Agora sim, sentia que havia vomitado toda a angústia noturna. Mas não
havia de se limpar dos restos, porque era necessário que existissem para
que ela não saísse pela porta e caminhasse pela rua ausente e
mecanicamente como fazia cotidianamente, e via ser feito em montes de
zumbis urbanos entre os sinais, prédios e os resquícios de árvores.
Passou a mão pela estante tateando as chaves do carro, deu de cara e mãos com um velho exemplar de A flor e a náusea,
Drummond, que vez ou outra gostava de ler.

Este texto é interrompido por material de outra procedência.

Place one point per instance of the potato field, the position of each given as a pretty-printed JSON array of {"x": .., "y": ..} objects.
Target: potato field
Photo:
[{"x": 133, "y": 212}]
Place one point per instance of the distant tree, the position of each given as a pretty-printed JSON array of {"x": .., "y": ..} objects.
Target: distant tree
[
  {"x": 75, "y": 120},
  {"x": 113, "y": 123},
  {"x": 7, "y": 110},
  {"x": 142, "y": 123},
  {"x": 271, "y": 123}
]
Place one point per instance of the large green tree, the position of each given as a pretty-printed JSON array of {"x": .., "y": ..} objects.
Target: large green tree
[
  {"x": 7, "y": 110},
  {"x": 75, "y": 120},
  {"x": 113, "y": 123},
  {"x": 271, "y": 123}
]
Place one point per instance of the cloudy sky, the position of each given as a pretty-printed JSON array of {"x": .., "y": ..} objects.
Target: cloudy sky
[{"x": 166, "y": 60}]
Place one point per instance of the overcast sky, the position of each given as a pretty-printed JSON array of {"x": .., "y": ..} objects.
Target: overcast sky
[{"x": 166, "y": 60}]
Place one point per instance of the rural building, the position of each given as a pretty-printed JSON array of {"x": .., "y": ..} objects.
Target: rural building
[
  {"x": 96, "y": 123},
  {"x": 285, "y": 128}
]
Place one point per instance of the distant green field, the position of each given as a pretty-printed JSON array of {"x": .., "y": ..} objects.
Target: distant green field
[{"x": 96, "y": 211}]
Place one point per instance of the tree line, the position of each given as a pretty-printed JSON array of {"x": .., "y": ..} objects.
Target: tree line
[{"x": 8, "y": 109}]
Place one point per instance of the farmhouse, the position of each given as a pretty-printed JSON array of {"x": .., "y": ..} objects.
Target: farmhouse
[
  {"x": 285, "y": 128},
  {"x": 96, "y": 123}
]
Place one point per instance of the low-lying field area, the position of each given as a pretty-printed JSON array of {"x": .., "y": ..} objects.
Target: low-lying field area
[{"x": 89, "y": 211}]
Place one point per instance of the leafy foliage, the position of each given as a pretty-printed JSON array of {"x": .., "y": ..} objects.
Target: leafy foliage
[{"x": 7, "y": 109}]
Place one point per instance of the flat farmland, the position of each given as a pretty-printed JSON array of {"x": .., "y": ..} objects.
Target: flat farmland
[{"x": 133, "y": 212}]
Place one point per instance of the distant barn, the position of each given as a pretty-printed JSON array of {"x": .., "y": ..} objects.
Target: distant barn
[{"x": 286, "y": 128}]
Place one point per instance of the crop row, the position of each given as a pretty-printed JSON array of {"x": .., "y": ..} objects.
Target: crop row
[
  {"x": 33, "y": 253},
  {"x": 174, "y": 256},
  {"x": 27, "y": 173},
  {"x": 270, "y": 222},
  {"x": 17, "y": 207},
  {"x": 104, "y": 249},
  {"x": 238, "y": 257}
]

Sorriu, agora muito mais
calma e ironicamente mais inquieta, e as palavras que ora ou outra
sentia que perdiam qualquer pé de sentido em jornais, noticiários, e
mesmo nas conversas diárias, ganharam uma espécie de peso, e pulsavam no
livro empoeirado na estante. Saiu rua adentro como quem vai caminho
longo de desbravar o mar. Mente fluida, fluxo intenso para além do
tráfego e a ressonância da frase do poema reverberando nos passos e
gestos daquele corpo delicado, de movimento suave e agora tão forte.
Havia vomitado o tédio sobre a cidade e, feito flor de Drummond, furava
como quem rompia sobre os pés... ‘O asfalto, o tédio, o nojo e o ódio’.